Synchronization Schemas

Speaker: Rajeev Alur (University of Pennsylvania)


We present a type-theoretic framework for data stream processing for real-time decision making, where the desired computation involves a mix of sequential computation, such as smoothing and detection of peaks and surges, and naturally parallel computation, such as relational operations, key-based partitioning, and map-reduce. To unify sequential (ordered) and relational (unordered) data models, we define synchronization schemas as types and series-parallel streams (SPS) as objects of these types. A synchronization schema imposes a hierarchical structure over relational types that succinctly captures ordering and synchronization requirements among different kinds of data items. Series-parallel streams naturally model objects such as relations, sequences, sequences of relations, sets of streams indexed by key values, time-based and event-based windows, and more complex structures obtained by nesting of these. We introduce series-parallel stream transformers (SPST) as a domain-specific language for modular specification of deterministic transformations over such streams. SPSTs provably specify only monotonic transformations allowing streamability, have a modular structure that can be exploited for correct parallel implementation, and are composable allowing specification of complex queries as a pipeline of transformations. We conclude by discussing research directions for both theory and practice of distributed stream processing.

Joint work with Phillip Hilliard, Zack Ives, Konstantinos Kallas, Kostas Mamouras, Filip Niksic, Caleb Stanford, Val Tannen, and Anton Xue.

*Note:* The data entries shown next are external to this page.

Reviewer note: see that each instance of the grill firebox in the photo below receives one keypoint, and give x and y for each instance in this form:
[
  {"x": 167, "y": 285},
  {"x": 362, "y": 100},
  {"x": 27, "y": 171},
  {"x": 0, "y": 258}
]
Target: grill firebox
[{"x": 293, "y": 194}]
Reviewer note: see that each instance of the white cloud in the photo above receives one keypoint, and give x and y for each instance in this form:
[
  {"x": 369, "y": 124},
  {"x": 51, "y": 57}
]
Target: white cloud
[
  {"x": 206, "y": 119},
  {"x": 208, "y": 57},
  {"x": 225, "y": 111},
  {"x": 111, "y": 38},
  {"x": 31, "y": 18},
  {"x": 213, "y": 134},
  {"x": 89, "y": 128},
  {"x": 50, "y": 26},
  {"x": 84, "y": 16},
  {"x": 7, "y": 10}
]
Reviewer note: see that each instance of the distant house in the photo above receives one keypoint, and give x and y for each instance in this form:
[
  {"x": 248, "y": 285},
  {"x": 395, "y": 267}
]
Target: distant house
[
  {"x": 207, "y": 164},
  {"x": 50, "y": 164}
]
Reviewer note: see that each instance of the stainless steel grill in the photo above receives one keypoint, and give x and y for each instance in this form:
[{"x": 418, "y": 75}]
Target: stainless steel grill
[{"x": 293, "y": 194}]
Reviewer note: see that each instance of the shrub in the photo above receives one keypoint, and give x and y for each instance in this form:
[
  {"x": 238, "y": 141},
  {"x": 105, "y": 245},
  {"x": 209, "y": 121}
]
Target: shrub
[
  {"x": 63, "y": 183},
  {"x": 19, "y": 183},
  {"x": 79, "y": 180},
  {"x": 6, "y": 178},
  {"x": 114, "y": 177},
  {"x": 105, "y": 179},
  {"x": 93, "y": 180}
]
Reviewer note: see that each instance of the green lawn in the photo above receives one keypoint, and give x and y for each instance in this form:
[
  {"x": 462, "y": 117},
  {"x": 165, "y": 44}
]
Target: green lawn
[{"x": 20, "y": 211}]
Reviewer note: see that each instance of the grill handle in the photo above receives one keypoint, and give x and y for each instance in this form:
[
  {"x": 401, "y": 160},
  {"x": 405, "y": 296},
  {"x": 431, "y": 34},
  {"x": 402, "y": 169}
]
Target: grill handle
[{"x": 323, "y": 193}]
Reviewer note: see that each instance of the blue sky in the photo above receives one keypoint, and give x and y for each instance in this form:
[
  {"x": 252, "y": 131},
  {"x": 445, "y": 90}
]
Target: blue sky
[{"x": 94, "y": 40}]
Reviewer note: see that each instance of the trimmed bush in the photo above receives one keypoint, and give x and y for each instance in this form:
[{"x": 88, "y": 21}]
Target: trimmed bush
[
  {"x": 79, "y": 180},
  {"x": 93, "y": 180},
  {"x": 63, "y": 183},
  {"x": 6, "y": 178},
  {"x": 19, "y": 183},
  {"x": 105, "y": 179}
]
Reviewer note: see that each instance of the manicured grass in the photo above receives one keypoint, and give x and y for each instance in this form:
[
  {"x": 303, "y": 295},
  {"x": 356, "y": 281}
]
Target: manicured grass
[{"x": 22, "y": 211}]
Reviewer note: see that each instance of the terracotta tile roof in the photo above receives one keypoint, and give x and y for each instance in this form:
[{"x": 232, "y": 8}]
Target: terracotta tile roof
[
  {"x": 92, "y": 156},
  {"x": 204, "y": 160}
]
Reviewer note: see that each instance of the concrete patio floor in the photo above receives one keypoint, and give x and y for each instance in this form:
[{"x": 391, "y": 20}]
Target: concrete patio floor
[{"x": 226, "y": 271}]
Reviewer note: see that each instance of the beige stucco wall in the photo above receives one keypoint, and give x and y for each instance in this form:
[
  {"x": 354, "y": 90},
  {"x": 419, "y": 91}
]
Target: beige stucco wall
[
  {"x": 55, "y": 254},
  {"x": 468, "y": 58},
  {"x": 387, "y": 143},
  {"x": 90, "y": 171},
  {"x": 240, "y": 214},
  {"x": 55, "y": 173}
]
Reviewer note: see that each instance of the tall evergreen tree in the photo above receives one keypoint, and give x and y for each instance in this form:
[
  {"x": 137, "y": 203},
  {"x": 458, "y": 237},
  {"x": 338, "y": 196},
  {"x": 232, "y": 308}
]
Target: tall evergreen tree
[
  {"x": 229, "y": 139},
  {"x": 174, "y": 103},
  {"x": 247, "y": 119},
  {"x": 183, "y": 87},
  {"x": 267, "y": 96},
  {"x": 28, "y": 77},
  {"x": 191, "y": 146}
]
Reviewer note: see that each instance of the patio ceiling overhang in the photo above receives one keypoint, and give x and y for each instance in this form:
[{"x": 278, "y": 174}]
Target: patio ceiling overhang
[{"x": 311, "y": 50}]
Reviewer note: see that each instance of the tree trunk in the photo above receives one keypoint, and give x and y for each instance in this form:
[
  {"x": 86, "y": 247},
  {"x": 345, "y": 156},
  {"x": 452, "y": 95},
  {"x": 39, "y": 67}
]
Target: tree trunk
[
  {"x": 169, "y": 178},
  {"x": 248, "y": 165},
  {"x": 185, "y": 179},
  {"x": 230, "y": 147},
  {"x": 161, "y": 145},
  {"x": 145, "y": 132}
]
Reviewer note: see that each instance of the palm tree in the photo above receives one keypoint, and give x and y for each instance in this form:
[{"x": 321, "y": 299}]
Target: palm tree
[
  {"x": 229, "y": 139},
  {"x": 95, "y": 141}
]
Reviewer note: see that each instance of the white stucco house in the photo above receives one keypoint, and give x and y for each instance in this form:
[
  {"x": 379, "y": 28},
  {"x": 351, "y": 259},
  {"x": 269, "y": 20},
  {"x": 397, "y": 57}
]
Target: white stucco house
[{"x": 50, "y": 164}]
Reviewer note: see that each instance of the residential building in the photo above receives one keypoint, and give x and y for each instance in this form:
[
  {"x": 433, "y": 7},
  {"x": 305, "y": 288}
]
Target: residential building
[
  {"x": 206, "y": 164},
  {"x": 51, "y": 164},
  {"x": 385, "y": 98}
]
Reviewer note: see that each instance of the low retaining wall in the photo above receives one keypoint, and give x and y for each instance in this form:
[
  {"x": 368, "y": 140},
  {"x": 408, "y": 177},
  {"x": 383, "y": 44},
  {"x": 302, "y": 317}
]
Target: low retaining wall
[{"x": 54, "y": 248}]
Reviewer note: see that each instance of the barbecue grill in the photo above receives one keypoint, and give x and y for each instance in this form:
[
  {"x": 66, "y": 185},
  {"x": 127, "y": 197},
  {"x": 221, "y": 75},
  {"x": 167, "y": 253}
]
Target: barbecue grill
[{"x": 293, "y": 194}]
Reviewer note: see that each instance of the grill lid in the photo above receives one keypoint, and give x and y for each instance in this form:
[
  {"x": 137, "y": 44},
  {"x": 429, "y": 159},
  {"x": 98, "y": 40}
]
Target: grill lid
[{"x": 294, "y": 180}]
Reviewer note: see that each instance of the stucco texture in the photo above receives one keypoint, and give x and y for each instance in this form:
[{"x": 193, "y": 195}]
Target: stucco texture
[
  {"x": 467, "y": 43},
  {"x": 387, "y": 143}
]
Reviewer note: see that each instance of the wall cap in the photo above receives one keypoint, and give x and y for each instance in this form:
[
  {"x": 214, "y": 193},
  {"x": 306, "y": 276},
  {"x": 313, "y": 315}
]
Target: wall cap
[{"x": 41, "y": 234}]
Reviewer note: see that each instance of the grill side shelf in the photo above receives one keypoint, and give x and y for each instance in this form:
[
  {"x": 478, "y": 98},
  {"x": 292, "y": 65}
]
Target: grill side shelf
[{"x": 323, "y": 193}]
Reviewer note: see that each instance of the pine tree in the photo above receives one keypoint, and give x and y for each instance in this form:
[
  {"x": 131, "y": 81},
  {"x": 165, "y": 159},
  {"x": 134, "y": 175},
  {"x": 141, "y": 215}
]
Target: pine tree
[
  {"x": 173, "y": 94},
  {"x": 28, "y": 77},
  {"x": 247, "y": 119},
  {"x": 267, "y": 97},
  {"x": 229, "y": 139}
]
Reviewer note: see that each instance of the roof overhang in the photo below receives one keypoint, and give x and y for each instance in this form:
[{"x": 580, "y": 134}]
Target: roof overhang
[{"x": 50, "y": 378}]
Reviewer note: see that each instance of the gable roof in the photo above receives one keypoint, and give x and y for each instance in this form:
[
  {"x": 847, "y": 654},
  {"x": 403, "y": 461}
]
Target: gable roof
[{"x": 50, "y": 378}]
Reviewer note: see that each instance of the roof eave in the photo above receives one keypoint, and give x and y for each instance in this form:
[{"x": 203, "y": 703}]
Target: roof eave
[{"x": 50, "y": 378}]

Rajeev Alur is Zisman Family Professor of Computer and Information Science at University of Pennsylvania. He obtained his bachelor's degree from IIT Kanpur and PhD from Stanford University. His research is focused on formal methods for system design. He is a Fellow of the AAAS, a Fellow of the ACM, a Fellow of the IEEE, an Alfred P. Sloan Faculty Fellow, and a Simons Investigator. His research has won many awards including the inaugural Alonzo Church award for outstanding contributions to logic and computation. He is the author of the textbook Principles of Cyber-Physical Systems (MIT Press, 2015).